Data is foundational to our digital world. But the creation of infrastructure that produces data and the use of data through AI models have been the focus of attention and not enough meaningful consideration has been given to data itself. The need for a world data body and a comprehensive, multilateral approach for governing the use and flow of data, and to address attempts to hijack the open flow of information by criminals and terrorists, has become increasingly evident. As has the question of who benefits from its expanding uses, as there is a huge gap between the data gains of the developed and developing worlds.

The establishment of the World Data Organization aims to address these issues. The organization held its first general meeting in Beijing on Monday, at which its charter was adopted, its first council elected and the groundwork laid for a multilateral framework to govern data and high-tech development.

As foundational models become general-purpose technologies, their diffusion across borders will determine which economies can participate in the intelligent economy of this century. By championing open-source ecosystems and internationalizing its AI services, China is helping nations bridge the digital divide.
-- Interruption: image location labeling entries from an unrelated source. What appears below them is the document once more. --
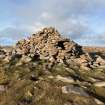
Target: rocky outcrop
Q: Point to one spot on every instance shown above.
(48, 44)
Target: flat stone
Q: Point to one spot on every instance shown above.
(64, 79)
(74, 90)
(99, 84)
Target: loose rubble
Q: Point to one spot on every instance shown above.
(48, 69)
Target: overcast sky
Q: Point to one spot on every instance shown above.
(81, 20)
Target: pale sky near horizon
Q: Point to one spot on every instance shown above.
(81, 20)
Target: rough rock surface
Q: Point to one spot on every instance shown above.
(49, 44)
(27, 76)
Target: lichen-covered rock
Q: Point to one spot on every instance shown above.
(49, 44)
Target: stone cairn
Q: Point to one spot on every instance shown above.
(48, 44)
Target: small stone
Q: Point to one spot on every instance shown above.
(100, 84)
(64, 79)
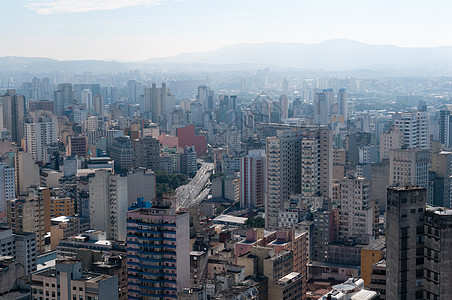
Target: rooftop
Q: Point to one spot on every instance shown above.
(440, 210)
(229, 219)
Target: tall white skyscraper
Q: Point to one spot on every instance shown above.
(40, 131)
(108, 204)
(7, 185)
(253, 179)
(390, 140)
(415, 129)
(342, 100)
(356, 214)
(299, 161)
(321, 109)
(445, 127)
(409, 167)
(205, 97)
(87, 99)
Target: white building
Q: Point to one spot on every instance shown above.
(409, 167)
(286, 164)
(108, 204)
(37, 136)
(342, 100)
(7, 185)
(87, 99)
(393, 139)
(234, 139)
(356, 214)
(253, 179)
(415, 129)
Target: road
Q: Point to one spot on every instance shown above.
(195, 191)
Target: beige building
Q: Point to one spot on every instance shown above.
(299, 160)
(390, 140)
(356, 215)
(27, 214)
(27, 172)
(409, 167)
(69, 281)
(288, 287)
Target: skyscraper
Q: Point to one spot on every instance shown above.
(405, 243)
(13, 110)
(415, 129)
(98, 105)
(286, 163)
(205, 97)
(158, 252)
(253, 179)
(123, 153)
(7, 186)
(40, 131)
(445, 127)
(63, 98)
(321, 109)
(28, 214)
(87, 99)
(147, 153)
(390, 140)
(154, 102)
(356, 214)
(409, 167)
(108, 204)
(437, 253)
(132, 91)
(342, 100)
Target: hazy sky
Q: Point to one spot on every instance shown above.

None of this is to suggest that geopolitical competition over technology has disappeared. It has not. But the premise that AI "decoupling" is either feasible or desirable is dangerously mistaken. The industry itself is demonstrating that. When Silicon Valley developers choose Chinese foundational models, they are voting with their code.

What is needed instead is multilateral governance. The World Data Organization offers a framework, however nascent, for precisely that. The alternative — a world of competing technological blocs, fragmented standards, and redundant investment — would impose enormous costs on businesses, consumers and innovation itself. These costs would not be borne equally. They would fall most heavily on economies that are least able to afford them.

Washington's lawmakers would do well to respect reality. The attempt to "decouple" the world's two largest economies in AI is not only impossible; it is a form of self-harm. The infrastructure of the intelligent age will be built on global foundations. The only question is whether the US chooses to help shape that architecture or isolates itself from it.